Pochi effetti speciali ma ben fatti, contribuiscono a dare la verosimiglianza con il mondo reale e fanno da perfetta cornice per quello che è il cuore del film: la fotografia che presenta location incredibili e dei dialoghi da manuale. La sceneggiatura sa un po' di già visto e come riferimento culturale agli anime forse ricorda più Devilman che Jeeg robot, ma si nota appena nel complesso.
Il cast di attori è ben selezionato e in stato di grazia, su tutti Claudio Santamaria e Luca Marinelli (lo zingaro) si rivelano per i grandi che sono. Il tutto a dimostrazione che la legge enunciata da Stephen King per la scrittura di un romanzo (uno scrittore deve scrivere di ciò che sa) è perfettamente parafrasabile anche per il cinema.

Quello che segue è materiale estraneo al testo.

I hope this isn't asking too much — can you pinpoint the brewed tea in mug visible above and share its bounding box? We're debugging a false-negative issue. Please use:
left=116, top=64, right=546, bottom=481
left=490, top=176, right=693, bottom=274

Non basta essere bravi, infatti. Salvatores, che pure è bravo, non è riuscito a dare vita a qualcosa di autentico e bello come in questo caso. Mainetti, nato e cresciuto dentro al crogiuolo culturale che è proprio di questo mondo invece, non solo centra il bersaglio, ma lo fa con naturalezza, rischiando pure di aver dato vita a un capolavoro. Consigliato a chi stava aspettando da una vita.